Linfei accepted the objects, thanks piled up in his small eyes. He walked slowly at first, then more steadily as his hips strengthened. Beneath the cloth, the Erebos crystal was silent, but there was a subtle tremor that never faded. He walked into the forest, past the fence he once knew, now just burnt posts, and onto a narrow path circling the hill. Behind him, the village looked like a crack in a mirror that could never be repaired. In his chest, something pressed, a feeling that might become a lifelong burden.
When night came again, he lay down under an ancient tree whose branches were like protective arms, staring at the scattered stars that were still reluctant to appear through the fog. In a sleep that wasn't entirely calm, he dreamed once more: not children's dreams of cake and games, but flashes of the voices of millions of souls, a gate, an incessant whisper. "They took everything from you," the Erebos voice whispered, now more personal, more piercing. "They killed those you loved. They thought they could erase us. Show them how wrong they are. Let our fury become yours. Let your vengeance blaze with our darkness."
He woke up with his palm pressing the cloth to his chest. The Erebos crystal remained there, cold and inviting, as if waiting for something that hadn't happened yet. In the distance, faint laughter sounded, not cheerful laughter, but laughter rolled by time, and Linfei knew, in a way he didn't fully understand, that his life would no longer be as it was before the fire. Vengeance, which was previously an abstract feeling, now had a voice. He had an ally in the darkness. And one day, not as a hero, but as an avenger, he would return. The fire that consumed his village might have been extinguished, but another fire, darker and deeper, had just begun to burn in his heart.
In the whispering forest, beneath the gently roaring branches, Linfei pulled his small blanket tighter. Behind the cloth, the Erebos crystal was never entirely calm. He felt, upon closing his eyes, that something was waiting, not outside, but inside a fragment of himself, something that would gradually learn to speak, whisper, and demand retribution.

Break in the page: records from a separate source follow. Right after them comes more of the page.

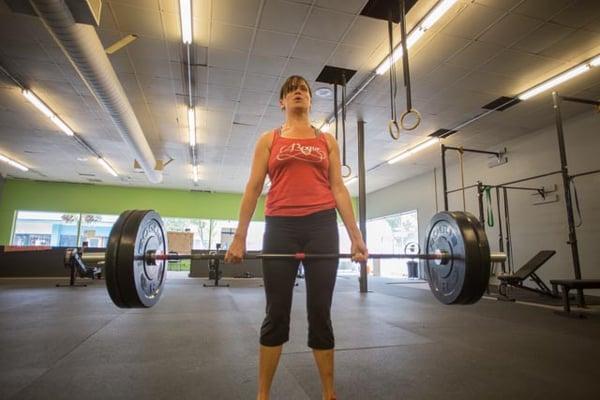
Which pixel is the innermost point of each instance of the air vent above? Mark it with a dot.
(501, 103)
(442, 133)
(335, 75)
(84, 12)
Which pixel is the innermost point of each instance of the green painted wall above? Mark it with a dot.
(82, 198)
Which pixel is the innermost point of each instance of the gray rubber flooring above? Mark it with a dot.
(396, 342)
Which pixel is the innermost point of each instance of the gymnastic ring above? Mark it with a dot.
(348, 169)
(394, 129)
(406, 114)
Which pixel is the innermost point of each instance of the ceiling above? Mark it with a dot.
(242, 52)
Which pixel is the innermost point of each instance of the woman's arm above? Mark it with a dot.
(255, 184)
(254, 187)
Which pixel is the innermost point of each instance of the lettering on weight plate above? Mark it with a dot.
(301, 152)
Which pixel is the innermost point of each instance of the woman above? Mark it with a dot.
(304, 167)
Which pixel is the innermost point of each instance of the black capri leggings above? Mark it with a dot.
(314, 233)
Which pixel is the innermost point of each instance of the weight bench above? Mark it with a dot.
(528, 271)
(568, 284)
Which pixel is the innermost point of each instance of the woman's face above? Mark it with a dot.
(297, 98)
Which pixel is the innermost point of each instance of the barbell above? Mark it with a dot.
(457, 258)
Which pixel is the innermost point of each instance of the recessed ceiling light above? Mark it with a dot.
(324, 92)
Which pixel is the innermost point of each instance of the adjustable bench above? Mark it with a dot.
(528, 271)
(568, 284)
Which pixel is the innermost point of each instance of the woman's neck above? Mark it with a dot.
(297, 120)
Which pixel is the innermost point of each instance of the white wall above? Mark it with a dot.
(533, 227)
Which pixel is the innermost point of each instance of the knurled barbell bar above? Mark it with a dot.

And in that night wind, far from the smoky village, another whisper crept: a rumour coming from those lurking at a safe distance, from the experts who mapped possibilities, from the people who were hungry for pieces of power. They spoke of one name in whispers: Erebos, a legacy of war, or perhaps something older. Some said it was an amulet that protected; some said it was the key to reopening what was sealed; others called it only a muddy stone that brought bad luck. But those voices, though different, converged on one thing: they knew of the existence of something that could shift the balance.
Linfei slept, but the dreams and whispers still clung to the edges of the day. In his chest, around the Erebos he hid, something moved slowly, not strong enough to pose a danger now, but enough to ignite the fire of vengeance that would one day burn brighter than the fire that consumed his past. He didn't know who would come to claim his destiny, but one thing was certain: when the time came, he would not arrive as a savior, but as a storm of darkness bringing destruction to those who had stolen everything from him.